For the endowment, the greatest single gift has been that of $500,000 by Edward Tuck for the increase of salaries; this has been supplemented by the Kennedy bequest of $95,000. Other additions have been the Edward Tuck foundation for instruction in French, $62,500; the Jane Eastman bequest of $30,000; the Levi M. Stewart fund of $75,000, and the Alumni Fund of the Tucker Foundation, $23,000. In the seven years the total assets of the College have increased nearly 50%. The increase in the annual expenditure for instruction salaries is 47½% as against an increase in student enrollment of 20%. The movement for class endowment funds has steadily increased, until it has become a fixed tradition for graduating classes. This custom, together with the great movement of the Alumni Council for an alumni sustaining fund, have immense possibilities for the future.

The College has continued its steady growth in numbers. In 1909-10 its total enrollment was 1197. In 1915-16 it is 1468 In 1909-10 the freshman class numbered 309. This year the number is 486. In the last six years the average annual increase in undergraduate enrollment has been 54. In the twelve years preceding it was 50. The academic faculty numbered 68 in 1908-09; in 1915-16 it numbers 92.

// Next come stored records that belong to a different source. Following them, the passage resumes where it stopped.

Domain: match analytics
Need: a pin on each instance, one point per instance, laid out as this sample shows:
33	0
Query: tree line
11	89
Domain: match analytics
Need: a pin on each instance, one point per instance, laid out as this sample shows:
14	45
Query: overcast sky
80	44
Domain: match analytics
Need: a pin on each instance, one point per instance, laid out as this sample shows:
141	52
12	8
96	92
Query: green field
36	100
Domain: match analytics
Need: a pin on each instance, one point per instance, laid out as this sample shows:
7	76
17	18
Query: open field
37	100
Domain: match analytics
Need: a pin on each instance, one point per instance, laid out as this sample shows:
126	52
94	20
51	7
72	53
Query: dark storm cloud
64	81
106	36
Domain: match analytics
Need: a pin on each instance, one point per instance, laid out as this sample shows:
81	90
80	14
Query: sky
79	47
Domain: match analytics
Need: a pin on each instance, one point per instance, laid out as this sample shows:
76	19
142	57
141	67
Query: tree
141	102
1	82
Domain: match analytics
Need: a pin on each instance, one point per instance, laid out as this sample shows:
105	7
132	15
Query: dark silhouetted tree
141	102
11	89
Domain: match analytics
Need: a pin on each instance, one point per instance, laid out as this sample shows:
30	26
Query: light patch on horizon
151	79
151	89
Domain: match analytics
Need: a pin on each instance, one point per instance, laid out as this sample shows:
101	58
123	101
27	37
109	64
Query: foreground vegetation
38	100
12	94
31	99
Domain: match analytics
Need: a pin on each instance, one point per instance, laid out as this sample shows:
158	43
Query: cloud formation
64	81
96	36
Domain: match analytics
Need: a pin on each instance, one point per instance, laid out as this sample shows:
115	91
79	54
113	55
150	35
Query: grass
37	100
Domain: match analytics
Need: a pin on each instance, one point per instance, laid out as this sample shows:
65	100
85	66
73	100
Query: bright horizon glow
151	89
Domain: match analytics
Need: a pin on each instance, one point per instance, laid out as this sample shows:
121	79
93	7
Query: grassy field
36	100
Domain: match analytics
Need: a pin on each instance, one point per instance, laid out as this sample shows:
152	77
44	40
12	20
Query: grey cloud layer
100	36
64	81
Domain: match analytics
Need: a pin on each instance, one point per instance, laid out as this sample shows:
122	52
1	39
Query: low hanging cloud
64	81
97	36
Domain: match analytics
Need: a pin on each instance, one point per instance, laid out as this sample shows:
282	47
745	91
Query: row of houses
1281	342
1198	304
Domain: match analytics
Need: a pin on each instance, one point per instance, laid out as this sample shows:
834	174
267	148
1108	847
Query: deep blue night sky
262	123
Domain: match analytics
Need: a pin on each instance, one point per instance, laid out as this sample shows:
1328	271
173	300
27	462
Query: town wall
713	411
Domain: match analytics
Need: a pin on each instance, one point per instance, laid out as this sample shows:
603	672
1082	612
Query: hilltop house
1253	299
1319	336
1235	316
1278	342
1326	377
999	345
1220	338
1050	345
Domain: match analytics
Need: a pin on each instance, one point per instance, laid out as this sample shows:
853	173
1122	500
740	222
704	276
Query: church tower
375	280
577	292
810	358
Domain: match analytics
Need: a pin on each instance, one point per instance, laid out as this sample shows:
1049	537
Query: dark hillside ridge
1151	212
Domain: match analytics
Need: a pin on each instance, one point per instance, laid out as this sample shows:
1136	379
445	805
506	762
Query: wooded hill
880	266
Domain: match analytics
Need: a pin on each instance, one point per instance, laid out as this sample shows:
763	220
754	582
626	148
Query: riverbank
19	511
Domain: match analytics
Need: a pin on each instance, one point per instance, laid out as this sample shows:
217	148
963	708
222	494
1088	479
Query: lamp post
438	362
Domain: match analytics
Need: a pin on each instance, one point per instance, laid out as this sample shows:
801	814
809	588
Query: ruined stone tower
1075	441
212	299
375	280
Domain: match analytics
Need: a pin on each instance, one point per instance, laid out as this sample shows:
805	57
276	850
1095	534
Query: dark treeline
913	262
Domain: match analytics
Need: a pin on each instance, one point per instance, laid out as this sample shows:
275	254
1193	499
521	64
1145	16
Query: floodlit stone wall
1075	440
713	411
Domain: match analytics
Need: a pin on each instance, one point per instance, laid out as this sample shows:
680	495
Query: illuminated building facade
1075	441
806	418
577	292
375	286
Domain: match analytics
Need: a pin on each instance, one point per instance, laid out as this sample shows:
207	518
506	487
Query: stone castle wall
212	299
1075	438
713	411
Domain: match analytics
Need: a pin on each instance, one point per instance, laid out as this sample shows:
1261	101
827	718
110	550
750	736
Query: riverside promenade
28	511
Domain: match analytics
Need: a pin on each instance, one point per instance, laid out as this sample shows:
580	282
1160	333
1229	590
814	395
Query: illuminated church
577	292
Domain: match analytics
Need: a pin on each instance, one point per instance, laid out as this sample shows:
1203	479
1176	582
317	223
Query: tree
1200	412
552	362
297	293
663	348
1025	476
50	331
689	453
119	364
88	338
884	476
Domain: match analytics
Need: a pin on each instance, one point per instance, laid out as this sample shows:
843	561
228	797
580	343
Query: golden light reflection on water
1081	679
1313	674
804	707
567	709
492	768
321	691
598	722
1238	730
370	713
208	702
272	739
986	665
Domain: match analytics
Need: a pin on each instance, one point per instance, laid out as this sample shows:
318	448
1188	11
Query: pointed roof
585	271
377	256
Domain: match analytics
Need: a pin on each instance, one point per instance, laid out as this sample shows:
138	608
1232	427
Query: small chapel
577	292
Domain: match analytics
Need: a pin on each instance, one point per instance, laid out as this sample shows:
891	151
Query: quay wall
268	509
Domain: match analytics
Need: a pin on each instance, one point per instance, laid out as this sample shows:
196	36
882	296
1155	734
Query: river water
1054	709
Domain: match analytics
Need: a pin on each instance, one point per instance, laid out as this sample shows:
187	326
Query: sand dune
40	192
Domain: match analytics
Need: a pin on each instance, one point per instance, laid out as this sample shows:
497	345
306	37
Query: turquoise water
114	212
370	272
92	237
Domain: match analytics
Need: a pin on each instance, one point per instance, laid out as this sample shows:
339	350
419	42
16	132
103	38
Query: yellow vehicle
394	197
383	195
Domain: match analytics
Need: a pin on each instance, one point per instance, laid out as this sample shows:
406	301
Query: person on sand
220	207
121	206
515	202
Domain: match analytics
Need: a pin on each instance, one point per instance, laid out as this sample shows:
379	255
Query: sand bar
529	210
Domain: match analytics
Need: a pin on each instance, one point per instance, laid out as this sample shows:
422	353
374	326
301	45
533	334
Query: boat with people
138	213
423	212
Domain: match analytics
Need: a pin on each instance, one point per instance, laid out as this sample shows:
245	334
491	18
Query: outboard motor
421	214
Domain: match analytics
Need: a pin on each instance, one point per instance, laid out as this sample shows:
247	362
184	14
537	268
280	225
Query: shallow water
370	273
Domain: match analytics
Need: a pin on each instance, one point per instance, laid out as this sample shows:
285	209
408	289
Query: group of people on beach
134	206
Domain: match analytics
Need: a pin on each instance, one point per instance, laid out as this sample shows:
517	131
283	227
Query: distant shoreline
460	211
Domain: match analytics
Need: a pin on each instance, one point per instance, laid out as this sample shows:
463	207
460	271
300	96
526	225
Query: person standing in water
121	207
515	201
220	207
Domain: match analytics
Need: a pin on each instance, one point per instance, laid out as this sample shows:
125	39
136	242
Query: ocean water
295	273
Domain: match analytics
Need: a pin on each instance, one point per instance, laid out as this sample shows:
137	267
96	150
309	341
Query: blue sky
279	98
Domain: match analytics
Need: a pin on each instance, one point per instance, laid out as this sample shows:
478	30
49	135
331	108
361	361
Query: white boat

The period has been one of real advance in each of the graduate schools. In the Medical School the admission requirements have been raised, and closer articulation has been made between the undergraduate courses and those of the School. The decision to restrict the medical course to two years, cutting off the two clinical years, was in the interest of sound training. The clinical work could not be made sufficient in a school so located. The laboratory work, on the other hand, could be done here under ideal conditions. While the new plan involves a smaller total enrollment, it promises a clear gain in quality of work.

The Thayer School has received great increase in facilities by its transfer to Bissell Hall, remodeled to meet its peculiar needs.

The period has seen marked enlargement and advance in the Tuck School. In 1913 the curriculum was completely reorganized; groups of courses were laid out which were concerned with the basic functions common to all business. All students are required to take a certain number of courses in each of these groups. In the second year specialization is provided for, but only in courses that have proved consistent with the related groups of courses and complementary to them. The School has been a pioneer in training for scientific management, employment, and chamber of commerce work. There has been a rapidly growing contact of both faculty and students with the business community. The School has done large service to neighboring towns, and the students have acquired practical experience there. Provision has been made for research work in vacation by members of the faculty, and the plan of enlisting the cooperation of business men as a staff of non-resident lecturers has been greatly improved. In this period the number of instructors in the Tuck School has more than doubled. The office of secretary has been created. The enrollment of students in the School has increased from 35 to 84.

As now after seven years of such distinguished service to Dartmouth College as is seen in this rapid survey of the visible results of his administration, Dr. Nichols, with unimpaired vigor and enthusiasm, returns to the quiet studies of the laboratory, he will carry with him the lasting honor and affection of all who love Dartmouth, and who appreciate the significance of the past seven years as related to the whole history of the College.